Tonally, this mic has much in common with its earlier incarnation, producing a full and generally smooth vocal sound with a bit of lower-mid 'chest frequency' support that may help those with thinner-sounding voices. It does sound a bit lacking in character in direct comparison with the Gemini II, but in reality that is probably because it is intrinsically less coloured. The high presence boost helps keep some 'air' around the top end, but the subjective result is still smooth. As I'd expected, the sound opens up more in omni mode, and although it's not as transparent as a single-diaphragm, dedicated omni model, the Z5600a II works well in omni mode for capturing room ambience or for close-miking acoustic guitars and other instruments. In figure-of-eight mode, the sound is closer to what you'd expect from the cardioid pattern than the omni. In accordance with the laws of physics, both the cardioid and figure-of-eight modes exhibit a proximity effect that exaggerates the low end when used close up, which the omni mode does not. Nevertheless, the tonal consistency between the patterns is pretty close.
At around half the cost of a Gemini II, the multi-pattern capability of the Z5600a II makes it rather more versatile, but it doesn't have the unique Gemini II timbre. It does, however, have a classy sound, especially on vocals, and because it doesn't stray too far from the expected tube mic tonality it may work with a wider range of voice types.

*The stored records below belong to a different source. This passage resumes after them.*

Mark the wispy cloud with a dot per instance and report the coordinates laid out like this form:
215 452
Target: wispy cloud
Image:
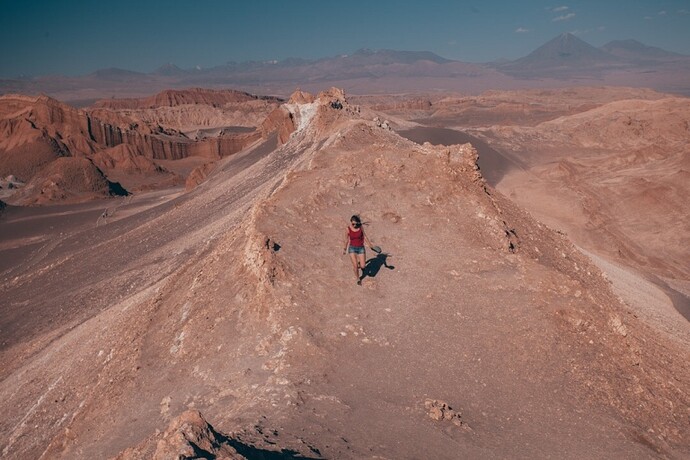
564 17
580 32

It certainly offers good value, and even if you feel a cardioid-pattern mic is all you really need, those additional patterns may well come in useful from time to time.
It's unusual to find a transformerless tube mic such as the Gemini II, and the only other company I can think of that make one are CAD, whose less costly M9 employs solid-state output components in place of the second tube the Gemini uses at the output stage. Turning to the Z5600a II, If you're in the market for one of these the Rode K2 is also worth a look.